French Jesuit missionary

Adrien Greslon (1618 at Périgueux – 1697) was a French Jesuit missionary to China.

==Life==

He entered the Society of Jesus at Bordeaux, 5 November 1635. Fr. Greslon travelled to New France and Huronia where in December 1649 he recovered the body of Charles Garnier, a fellow Jesuit slain in an Iroquois attack on the Huron village of Etharita. He returned to Quebec in 1650 with the Hurons following the collapse of that nation due to the onslaught of Iroquois attacks of 1649. Because there was a surplus of priests he returned to France. He then taught literature and theology in various houses of his order until 1655, when he was sent as a missionary to China.

In China, he claimed to have met a Huron woman that he had known in Huronia. The woman had been sold into slavery all the way to China and they chanced to meet again.

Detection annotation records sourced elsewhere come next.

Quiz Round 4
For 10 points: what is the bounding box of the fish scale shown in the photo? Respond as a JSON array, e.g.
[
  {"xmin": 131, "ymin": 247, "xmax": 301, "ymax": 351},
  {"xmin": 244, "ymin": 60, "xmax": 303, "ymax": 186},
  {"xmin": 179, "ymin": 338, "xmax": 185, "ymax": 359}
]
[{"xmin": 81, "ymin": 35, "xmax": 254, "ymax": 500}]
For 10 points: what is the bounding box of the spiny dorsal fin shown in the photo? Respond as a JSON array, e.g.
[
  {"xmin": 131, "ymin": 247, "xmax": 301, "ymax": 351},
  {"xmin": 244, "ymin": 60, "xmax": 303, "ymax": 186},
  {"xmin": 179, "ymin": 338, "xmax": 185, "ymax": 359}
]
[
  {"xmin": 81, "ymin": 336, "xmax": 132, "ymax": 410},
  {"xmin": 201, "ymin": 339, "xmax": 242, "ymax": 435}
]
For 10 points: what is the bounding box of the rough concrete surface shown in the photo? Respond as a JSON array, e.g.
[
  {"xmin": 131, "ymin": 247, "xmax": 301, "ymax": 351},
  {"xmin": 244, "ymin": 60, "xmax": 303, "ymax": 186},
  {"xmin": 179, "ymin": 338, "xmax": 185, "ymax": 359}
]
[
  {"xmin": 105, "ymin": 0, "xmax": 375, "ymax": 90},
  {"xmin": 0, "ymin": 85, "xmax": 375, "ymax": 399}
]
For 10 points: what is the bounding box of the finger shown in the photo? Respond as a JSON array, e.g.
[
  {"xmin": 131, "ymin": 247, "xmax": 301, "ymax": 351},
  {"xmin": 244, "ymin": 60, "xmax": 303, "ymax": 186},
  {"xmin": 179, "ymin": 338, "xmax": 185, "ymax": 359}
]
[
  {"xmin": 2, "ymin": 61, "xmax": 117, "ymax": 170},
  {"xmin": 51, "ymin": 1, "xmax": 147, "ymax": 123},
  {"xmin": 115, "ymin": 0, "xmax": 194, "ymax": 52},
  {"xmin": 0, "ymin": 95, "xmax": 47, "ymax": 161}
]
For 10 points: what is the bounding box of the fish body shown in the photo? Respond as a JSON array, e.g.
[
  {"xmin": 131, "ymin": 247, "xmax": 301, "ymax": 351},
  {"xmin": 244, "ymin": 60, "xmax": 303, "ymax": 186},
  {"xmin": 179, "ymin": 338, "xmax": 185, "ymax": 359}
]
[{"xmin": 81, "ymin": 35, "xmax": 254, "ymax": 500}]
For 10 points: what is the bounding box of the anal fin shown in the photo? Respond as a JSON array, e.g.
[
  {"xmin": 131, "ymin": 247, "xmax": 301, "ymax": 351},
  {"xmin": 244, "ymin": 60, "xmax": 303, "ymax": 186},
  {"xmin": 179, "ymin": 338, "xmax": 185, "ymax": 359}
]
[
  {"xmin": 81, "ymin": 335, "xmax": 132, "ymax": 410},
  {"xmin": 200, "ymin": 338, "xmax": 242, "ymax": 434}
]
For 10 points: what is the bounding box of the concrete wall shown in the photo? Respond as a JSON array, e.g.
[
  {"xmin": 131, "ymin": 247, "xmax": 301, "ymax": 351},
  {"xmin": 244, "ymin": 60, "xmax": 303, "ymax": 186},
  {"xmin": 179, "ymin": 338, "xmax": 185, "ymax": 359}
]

Arriving in 1657, and after mastering the Chinese and Manchu languages went to the province of Jiangxi, which he described as a veritable Garden of Eden. Here he remained, engaged in his missionary labours, until 1670, when he returned to France.

==Works==

Greslon wrote two books: Les vies des saints patriarches de l'Ancien Testament, with reflections in Chinese; and Histoire de la Chine sous la domination des Tartares ... depuis l'année 16 ... jusqu'en 1669 (Paris, 1671).